Dalam perayaan Waisak nanti rencananya sejumlah biksu dari Thailand, Singapura, hingga Malaysia akan hadir di Candi Borobudur. Kehadiran mereka akan semakin mempertegas bahwa Candi Borobudur menjadi pusat tempat ibadah umat Buddha, bukan hanya bagi umat Buddha Indonesia, tapi juga umat Buddha dunia.

Hari Raya Waisak tahun ini juga menjadi simbol kebersamaan umat Buddha karena dua organisasi keagamaan Budha terbesar di Indonesia, yakni Walubi dan Permabudhi, berkomitmen merayakan Hari Raya Waisak secara bersama-sama.

Sejumlah acara peringatan Hari Raya Tri Suci Waisak 2567 BE/2023 dilaksanakan, antara lain, bakti sosial pengobatan gratis, pengambilan Api Dharma di Mrapen, Grobogan, dan Ritual pensakralan di Candi Mendut pada tanggal 2 Juni 2023.

Kemudian, pengambilan Air Berkah di Umbul Jumprit, Temanggung, dan ritual penyakralan Candi Mendut pada tanggal 3 Juni 2023. Acara kirab Waisak Candi Mendut ke Candi Borobudur, detik-detik Waisak, pradaksina Candi Borobudur, dan pelepasan lampion Waisak pada tanggal 4 Juni 2023.

Festival pelepasan lampion menjadi penutupan perayaan Waisak 2567 BE tahun 2023. Festival lampion di Borobudur ini juga bisa diikuti oleh masyarakat umum.

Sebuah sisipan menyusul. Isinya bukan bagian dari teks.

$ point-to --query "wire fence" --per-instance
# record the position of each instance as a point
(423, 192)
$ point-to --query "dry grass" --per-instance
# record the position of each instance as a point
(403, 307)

Perwakilan Umat Buddha Indonesia (Walubi) memastikan ribuan umat Buddha menghadiri dharmasanti Waisak Nasional 2023.

Terlepas dari gambaran kemeriahan perayaan, Waisak tahun ini telah menampilkan wajah asli masyarakat Indonesia yang toleran, welas asih, serta menjunjung tinggi persaudaraan, terlepas apa pun suku, ras, maupun agamanya.

Semangat persatuan dan kerukunan harus tetap dipupuk dan diperkuat, layaknya derap langkah kaki para biksu thudong yang tak pernah surut.